How to find out the partial fraction decomposition form (or pattern ) of a rational function $\dfrac{P(X)}{Q(x)}$ , for example we know that the partial fraction decomposition form of $$\frac{x^{2}+3x+1}{(x-1)^{2}(x+3)},$$ would be something like this : $$\frac{A}{x-1}+\frac{B}{(x-1)^{2}}+\frac{C}{x+3}, \qquad A,B,C \in \mathbb{R}$$
but how did we "guess" that pattern ? and how to guess it in general case ?
We are just doing polynomial long division on the numberator, and collecting the remainders.

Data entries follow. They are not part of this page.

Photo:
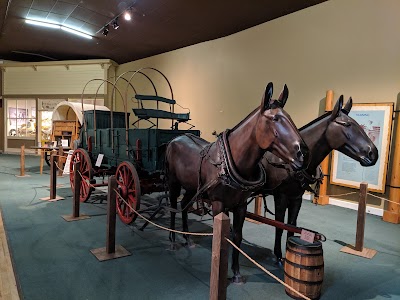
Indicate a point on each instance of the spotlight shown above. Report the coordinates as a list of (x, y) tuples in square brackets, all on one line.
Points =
[(105, 30), (127, 15), (115, 24)]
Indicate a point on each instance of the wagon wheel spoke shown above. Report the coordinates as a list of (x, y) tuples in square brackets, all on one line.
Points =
[(85, 171)]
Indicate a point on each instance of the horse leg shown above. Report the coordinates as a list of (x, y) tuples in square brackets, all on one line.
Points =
[(174, 192), (185, 201), (293, 212), (280, 201), (239, 214)]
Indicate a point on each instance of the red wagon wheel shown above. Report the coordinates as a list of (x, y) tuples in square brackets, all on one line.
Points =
[(85, 170), (129, 190)]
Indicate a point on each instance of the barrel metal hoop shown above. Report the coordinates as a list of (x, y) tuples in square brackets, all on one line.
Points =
[(304, 267), (314, 246), (302, 281), (305, 254)]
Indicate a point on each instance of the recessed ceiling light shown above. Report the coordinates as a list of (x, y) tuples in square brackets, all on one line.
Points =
[(115, 24), (127, 15), (105, 30)]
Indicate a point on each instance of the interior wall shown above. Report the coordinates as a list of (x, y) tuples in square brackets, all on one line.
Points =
[(348, 46)]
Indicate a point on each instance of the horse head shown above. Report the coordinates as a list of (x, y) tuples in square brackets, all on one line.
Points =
[(347, 136), (276, 132)]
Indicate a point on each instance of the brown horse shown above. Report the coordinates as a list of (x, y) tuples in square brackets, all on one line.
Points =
[(333, 130), (227, 171)]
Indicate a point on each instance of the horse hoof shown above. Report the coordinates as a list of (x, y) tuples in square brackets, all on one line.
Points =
[(238, 280), (172, 247), (190, 245)]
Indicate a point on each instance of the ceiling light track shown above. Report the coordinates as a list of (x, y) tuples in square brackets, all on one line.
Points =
[(58, 26), (127, 14)]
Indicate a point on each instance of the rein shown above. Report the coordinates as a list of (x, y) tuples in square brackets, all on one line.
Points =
[(227, 173), (304, 178)]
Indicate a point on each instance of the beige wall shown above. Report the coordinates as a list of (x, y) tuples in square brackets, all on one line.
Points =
[(349, 46), (54, 78)]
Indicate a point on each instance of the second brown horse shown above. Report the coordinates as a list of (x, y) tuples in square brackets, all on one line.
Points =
[(227, 171)]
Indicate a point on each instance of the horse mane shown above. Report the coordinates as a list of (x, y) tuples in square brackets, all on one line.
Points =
[(316, 120), (245, 119)]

$\frac {p(x)}{(x+3)(x-1)^2} = \frac {q(x) (x+3) + r}{(x+3)(x-1)^2} = \frac {r}{(x+3)} + \frac {q(x)+r}{(x-1)^2}$
$r$ will always have degree less than its denominator. $q(x)$ will have degree less than $p(x).$
Next we do polynomial division to $q(x)+r$ breaking into $\frac {r_2(x-1) + r_3}{(x-1)^2} = \frac {r_2}{x-1} + \frac {r_3}{(x-1)^2}$
First start off with the following:
$\frac{x^2+3x+1}{(x-1)^2(x+3)}=\frac{A}{x-1}+\frac{B}{(x-1)^2}+\frac{C}{x+3}$
Clear the denominator
$x^2+3x+1=A(x-1)(x+3)+B(x+3)+C(x-1)^2$
Expand and Collect:
$x^2+3x+1=A(x^2+2x-3)+B(x+3)+C(x^2-2x+1)$
$x^2+3x+1=(A+C)x^2+(2A+B-2C)x+(3B+C-3A)$
Use the following Equations:
$A+C=1$
$2A+B-2C=3$
$3B+C-3A=1$
Add up the equations to get $B=5/4$. This one is going to have fractions.
If anything is unclear, I can go into more depth.

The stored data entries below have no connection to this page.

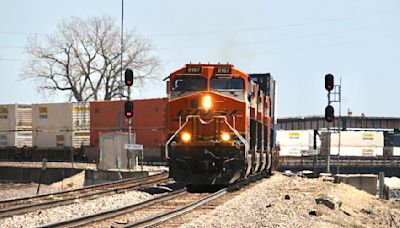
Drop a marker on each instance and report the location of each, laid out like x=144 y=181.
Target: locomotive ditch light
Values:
x=207 y=102
x=225 y=137
x=186 y=137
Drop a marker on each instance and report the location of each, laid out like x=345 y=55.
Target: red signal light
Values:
x=329 y=82
x=329 y=113
x=128 y=77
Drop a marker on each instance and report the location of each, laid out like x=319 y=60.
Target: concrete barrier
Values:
x=100 y=176
x=366 y=182
x=29 y=174
x=52 y=175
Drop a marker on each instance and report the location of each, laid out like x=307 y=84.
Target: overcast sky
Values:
x=298 y=42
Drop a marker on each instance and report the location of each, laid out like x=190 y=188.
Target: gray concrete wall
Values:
x=99 y=176
x=29 y=175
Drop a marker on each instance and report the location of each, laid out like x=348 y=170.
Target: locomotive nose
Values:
x=207 y=102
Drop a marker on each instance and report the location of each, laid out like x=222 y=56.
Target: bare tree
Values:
x=83 y=58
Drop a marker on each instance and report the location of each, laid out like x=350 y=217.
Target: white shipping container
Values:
x=16 y=139
x=357 y=139
x=295 y=138
x=358 y=151
x=61 y=139
x=60 y=116
x=292 y=151
x=15 y=117
x=113 y=154
x=52 y=139
x=81 y=138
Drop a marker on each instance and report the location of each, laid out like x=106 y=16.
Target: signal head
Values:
x=129 y=109
x=329 y=113
x=329 y=82
x=128 y=77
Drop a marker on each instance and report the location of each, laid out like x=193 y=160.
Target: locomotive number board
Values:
x=193 y=70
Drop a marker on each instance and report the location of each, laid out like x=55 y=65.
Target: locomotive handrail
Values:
x=173 y=136
x=246 y=145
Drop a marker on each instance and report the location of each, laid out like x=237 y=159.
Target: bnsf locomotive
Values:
x=220 y=123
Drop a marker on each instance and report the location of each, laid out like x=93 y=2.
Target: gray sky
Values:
x=298 y=42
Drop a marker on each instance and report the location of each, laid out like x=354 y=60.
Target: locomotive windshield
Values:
x=187 y=84
x=227 y=84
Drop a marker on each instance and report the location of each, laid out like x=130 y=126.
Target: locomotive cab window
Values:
x=189 y=84
x=233 y=87
x=231 y=84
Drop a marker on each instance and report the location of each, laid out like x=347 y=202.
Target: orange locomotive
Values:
x=220 y=123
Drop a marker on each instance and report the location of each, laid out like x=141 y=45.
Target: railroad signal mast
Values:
x=334 y=95
x=129 y=112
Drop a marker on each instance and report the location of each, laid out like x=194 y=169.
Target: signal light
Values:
x=128 y=77
x=128 y=109
x=329 y=82
x=329 y=113
x=225 y=137
x=186 y=137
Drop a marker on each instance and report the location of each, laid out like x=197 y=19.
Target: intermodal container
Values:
x=294 y=138
x=148 y=121
x=16 y=139
x=15 y=117
x=357 y=139
x=358 y=151
x=295 y=151
x=60 y=117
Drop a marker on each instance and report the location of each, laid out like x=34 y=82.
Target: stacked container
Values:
x=357 y=143
x=15 y=125
x=60 y=125
x=148 y=123
x=295 y=143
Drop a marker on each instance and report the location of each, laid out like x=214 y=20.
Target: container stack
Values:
x=15 y=125
x=357 y=143
x=295 y=143
x=392 y=144
x=58 y=125
x=148 y=123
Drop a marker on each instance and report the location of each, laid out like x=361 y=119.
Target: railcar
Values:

For details on picking what would go in the numerator, like when to use an $Ax+B$, go here.
Resolve the denominator into factors, break them,and in numerators of each write an arbitrary polynomial expression with degree one less than the denominator. Find it by comparison.